Jonnet braced both hands on the front of his coat before she pulled back. “But that is not what she will pay for. If I could talk to her the way I talk to you, I could bear that. I fear we will have nothing in common. Mother Mawd and I knew,” small white teeth bit down into her lower lip. “Know each other. We have a history. With Lady Albyn,” she sounded out the name as she often did, as though making sure she had it right. “All I have is this.” She drew the small leather volume from the folds of her blanket.

“You’ve read more.” The ribbon marker was nearly at the end now. She held it like an offering he was loathe to take, and yet he did. His hand brushed against hers, fingertips on knuckle for a heartbeat longer than needed. Her hand was as chilled as the air, but the pulse beneath the skin was steady. “Worry solves nothing.”

“Action. I know. What action do I take next? What if she turns me away because I am not what she wanted? My feet are hard and my skin is brown and I would not know her if I passed her on the street. I would go home if I could, now, today.” Jonnet shut her eyes, lashes wet against her cheeks.

Simon swallowed. She could, if she wanted. What man could refuse a request from those eyes, that lilt of her voice? As for coin, she had a name to barter now, and enough of noble ways to give at least an illusion of means. “Will you?” Father God, make her say no.

She took in a ragged breath and met his gaze. “I cannot. Something in me has changed. I have to do this. She is in here. The woman who bore me is in here, and whatever else she may be, she is a mother. If I had a chance,” she broke off, took in a sharp breath. “A chance to bring one of Mother Mawd’s babes back to her for one day, for her to hold them one more time, I could not deny her that.”
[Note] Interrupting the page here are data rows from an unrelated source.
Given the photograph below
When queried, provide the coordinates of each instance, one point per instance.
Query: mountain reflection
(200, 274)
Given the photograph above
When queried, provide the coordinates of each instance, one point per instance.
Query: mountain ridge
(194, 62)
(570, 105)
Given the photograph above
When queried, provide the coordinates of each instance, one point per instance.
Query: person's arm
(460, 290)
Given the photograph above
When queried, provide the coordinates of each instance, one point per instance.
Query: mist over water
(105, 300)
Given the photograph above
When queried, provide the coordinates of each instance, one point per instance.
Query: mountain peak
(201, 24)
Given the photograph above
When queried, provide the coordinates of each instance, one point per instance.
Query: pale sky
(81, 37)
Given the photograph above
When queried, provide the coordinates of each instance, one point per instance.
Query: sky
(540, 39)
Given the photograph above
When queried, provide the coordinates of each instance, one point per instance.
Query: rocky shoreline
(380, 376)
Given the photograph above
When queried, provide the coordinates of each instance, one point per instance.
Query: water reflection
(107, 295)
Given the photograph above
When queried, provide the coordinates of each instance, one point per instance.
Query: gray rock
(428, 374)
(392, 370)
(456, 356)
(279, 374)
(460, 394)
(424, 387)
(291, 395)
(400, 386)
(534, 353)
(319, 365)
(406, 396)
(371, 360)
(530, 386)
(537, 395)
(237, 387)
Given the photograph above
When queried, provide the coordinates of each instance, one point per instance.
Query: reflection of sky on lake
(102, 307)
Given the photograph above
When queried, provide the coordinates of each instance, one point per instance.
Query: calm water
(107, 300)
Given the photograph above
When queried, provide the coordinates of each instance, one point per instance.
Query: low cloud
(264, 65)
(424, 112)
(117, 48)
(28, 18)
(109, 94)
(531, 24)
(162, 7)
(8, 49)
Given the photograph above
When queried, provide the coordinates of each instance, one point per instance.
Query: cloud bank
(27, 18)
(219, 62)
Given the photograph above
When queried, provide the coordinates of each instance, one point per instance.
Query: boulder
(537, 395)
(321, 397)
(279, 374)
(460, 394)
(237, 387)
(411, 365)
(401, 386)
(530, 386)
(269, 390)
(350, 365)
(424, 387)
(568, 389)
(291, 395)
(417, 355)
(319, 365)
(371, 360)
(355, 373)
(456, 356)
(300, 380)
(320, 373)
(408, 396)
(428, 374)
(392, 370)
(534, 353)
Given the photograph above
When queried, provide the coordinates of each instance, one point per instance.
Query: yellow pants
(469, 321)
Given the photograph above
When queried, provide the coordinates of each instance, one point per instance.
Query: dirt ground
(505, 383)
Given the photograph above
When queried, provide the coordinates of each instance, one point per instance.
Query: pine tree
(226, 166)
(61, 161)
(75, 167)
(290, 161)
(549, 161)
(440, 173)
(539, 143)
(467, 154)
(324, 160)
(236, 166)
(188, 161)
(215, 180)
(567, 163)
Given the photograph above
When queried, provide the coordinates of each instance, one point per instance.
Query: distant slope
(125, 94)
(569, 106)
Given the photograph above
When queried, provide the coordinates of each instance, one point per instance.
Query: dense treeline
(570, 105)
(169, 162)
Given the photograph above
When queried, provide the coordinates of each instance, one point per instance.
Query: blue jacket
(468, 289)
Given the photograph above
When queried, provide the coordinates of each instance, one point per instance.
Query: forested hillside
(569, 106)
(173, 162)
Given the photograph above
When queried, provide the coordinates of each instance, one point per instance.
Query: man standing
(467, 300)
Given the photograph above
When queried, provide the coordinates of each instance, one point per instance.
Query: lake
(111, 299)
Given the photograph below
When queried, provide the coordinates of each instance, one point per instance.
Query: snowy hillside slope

“And so you will give that to Lady Albyn?”

Her nod was his only answer.

He looked over her head at the line of tall, slender houses coming into view. “We have a few days before that. You’ll meet my sisters first, and my mother.” And father, but she would not be there for that. Nor would he be there for what followed. A month ago, even a week, the thought would not have troubled him, and now would it not be the same as leaving one of his own hands? He shut off the thought. Any more down that road, and he would not sleep a minute until well into summer.
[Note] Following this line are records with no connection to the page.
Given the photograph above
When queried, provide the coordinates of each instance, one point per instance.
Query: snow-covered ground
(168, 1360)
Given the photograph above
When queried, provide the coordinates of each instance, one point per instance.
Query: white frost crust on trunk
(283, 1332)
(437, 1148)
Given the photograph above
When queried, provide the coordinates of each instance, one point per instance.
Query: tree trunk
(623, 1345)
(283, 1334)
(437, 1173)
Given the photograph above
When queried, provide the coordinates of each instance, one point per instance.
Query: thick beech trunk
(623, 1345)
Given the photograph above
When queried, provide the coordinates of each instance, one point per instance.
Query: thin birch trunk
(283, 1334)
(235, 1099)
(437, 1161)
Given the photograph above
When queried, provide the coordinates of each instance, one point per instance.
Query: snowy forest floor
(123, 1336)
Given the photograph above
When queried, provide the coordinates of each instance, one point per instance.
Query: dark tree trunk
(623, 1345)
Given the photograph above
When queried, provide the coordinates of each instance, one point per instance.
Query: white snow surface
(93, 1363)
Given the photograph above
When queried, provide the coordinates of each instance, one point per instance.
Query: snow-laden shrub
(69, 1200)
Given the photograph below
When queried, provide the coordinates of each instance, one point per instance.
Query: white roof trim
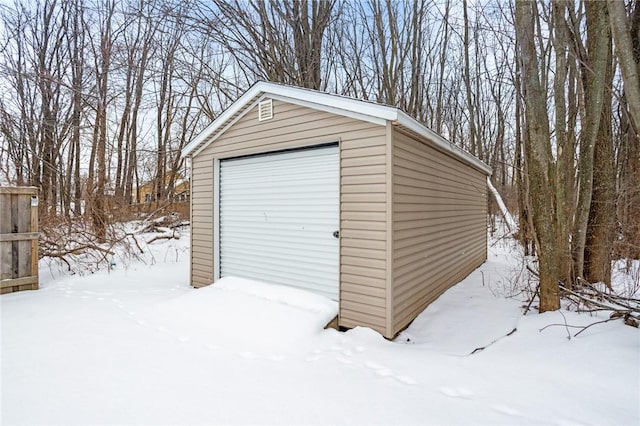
(341, 105)
(327, 108)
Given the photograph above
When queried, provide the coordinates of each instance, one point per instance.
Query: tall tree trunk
(539, 158)
(594, 72)
(564, 165)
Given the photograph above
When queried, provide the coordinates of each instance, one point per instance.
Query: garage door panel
(278, 213)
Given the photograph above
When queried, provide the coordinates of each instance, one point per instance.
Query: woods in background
(98, 97)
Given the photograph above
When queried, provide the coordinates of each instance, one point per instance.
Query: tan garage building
(343, 197)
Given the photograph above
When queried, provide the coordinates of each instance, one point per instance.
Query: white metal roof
(336, 104)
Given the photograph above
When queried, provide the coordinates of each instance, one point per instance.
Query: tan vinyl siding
(439, 225)
(363, 210)
(202, 220)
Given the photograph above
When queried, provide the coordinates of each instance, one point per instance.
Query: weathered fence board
(18, 239)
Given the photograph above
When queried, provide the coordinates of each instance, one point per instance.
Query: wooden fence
(18, 239)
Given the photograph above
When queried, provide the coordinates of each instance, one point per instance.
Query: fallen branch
(476, 350)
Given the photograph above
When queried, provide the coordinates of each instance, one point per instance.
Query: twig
(533, 297)
(594, 323)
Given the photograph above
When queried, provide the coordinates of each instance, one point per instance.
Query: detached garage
(346, 198)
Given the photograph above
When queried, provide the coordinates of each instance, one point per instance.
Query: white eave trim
(341, 105)
(336, 104)
(412, 124)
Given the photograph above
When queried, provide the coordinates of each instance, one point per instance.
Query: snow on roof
(336, 104)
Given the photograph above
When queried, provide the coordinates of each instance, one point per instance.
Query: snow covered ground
(137, 345)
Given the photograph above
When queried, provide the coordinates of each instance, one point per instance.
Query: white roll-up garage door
(278, 216)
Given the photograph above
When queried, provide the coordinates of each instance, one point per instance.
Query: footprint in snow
(504, 409)
(344, 361)
(457, 392)
(373, 365)
(248, 355)
(313, 358)
(406, 380)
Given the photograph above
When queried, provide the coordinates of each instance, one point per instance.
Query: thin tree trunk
(539, 159)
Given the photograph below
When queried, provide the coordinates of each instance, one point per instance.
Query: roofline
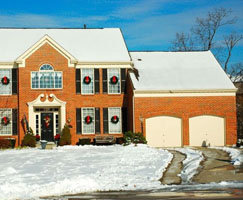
(158, 51)
(137, 91)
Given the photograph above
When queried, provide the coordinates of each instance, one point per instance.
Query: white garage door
(163, 131)
(207, 130)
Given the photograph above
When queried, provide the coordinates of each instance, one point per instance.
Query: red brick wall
(47, 54)
(186, 107)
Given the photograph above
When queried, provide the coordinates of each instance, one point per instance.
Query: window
(6, 122)
(114, 81)
(88, 120)
(114, 118)
(37, 124)
(46, 77)
(5, 81)
(87, 81)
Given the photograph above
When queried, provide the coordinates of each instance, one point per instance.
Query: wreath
(87, 80)
(5, 121)
(47, 120)
(114, 80)
(5, 80)
(115, 119)
(88, 119)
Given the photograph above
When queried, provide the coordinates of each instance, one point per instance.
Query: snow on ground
(235, 154)
(190, 164)
(32, 173)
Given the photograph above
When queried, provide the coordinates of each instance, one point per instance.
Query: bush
(65, 138)
(136, 138)
(5, 144)
(84, 141)
(29, 139)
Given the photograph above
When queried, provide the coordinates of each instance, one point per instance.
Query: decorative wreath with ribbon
(5, 121)
(114, 80)
(47, 121)
(115, 119)
(88, 119)
(5, 80)
(87, 80)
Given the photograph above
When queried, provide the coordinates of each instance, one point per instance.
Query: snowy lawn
(235, 154)
(31, 173)
(190, 164)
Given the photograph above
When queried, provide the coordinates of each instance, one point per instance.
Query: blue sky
(146, 24)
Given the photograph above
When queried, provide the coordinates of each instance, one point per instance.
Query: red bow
(5, 80)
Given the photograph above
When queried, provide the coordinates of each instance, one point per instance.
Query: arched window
(46, 77)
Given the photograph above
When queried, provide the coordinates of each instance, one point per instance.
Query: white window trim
(83, 83)
(39, 80)
(83, 123)
(120, 121)
(108, 81)
(11, 122)
(10, 82)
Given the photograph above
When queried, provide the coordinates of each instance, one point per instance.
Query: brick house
(88, 79)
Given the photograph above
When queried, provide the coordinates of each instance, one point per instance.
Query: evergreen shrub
(136, 138)
(29, 139)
The mission was still the same, deliver the woman, collect the money, bring it to Charles Stuart. Only the man to carry it out had changed. I will be back as soon as I can, he wanted to tell her, but he could not give a word that might be broken before it even left his tongue. This was for England, and none of their lives were their own to give. “You will be all anyone could ask for,” he managed instead.

Jonnet rewarded him with a tremulous smile. She dashed the back of her hand across her eyes that were now rimmed with red. “Will you promise to remind me who I am if I start to forget? If Easter Hastings must live, will you help me make sure Jonnet Killey doesn’t fade away?”

The answer sprang so readily that it was a mere breath before Simon covered Jonnet’s mouth with his own. “Always.”